Tours of eating local specialties on a double-decker bus while enjoying the changing scenery of rural villages are recently proving so popular that sometimes it is difficult to get reservations.
The bus comes with a kitchen on the first floor and tables and seats for 25 people on the second floor. The roof will be opened, or covered with a transparent fabric on rainy days, to make it easy for people to see the outside view.
A tour which includes visits to a Japanese sake brewery and a strawberry farm in the city of Niigata drives 60 kilometers in three and a half hours.

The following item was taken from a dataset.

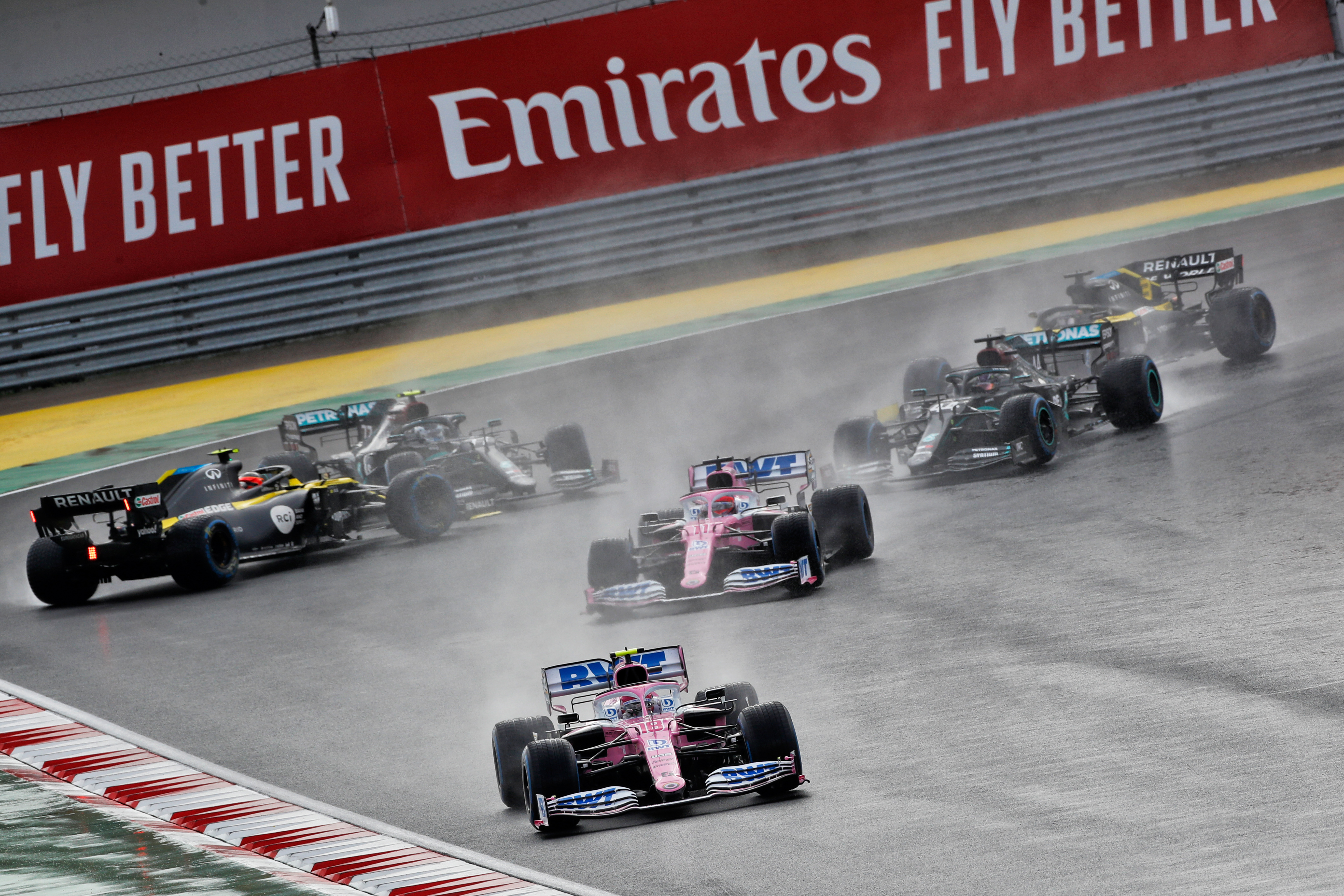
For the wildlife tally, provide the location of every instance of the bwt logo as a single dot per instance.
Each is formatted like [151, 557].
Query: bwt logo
[715, 107]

While participants enjoy visiting a brewery and picking strawberries, Motoshige Shimbo, a 32-year-old chef who has trained in Italy, makes dishes using local ingredients and serves them on the bus.
The menu features six dishes, including a terrine of Sado Island black pork, a risotto made with organic rice and cage-free eggs and Yukiguni tea brewed using native tea leaves grown in the city of Murakami, Niigata.
The tour costs 15,120 yen per person. “It was great visiting the producers (of local specialties) and tasting the dishes while looking
at the countryside landscape,” said Hideko Akiyama, 56, of Hayama, Kanagawa Prefecture, who participated in the tour.
Bus tour company Willer Travel Inc. started the tours in April last year with the aim of letting foreign tourists explore Japan’s local cultures and cuisine. The company provided tours in Tokyo and Okinawa Prefecture in the past, and currently offers tours in Niigata and Kumamoto prefectures.
Four types of tours in Niigata, planned by Niigata Visitors & Convention Bureau, are available on Wednesdays and weekends through the end of June.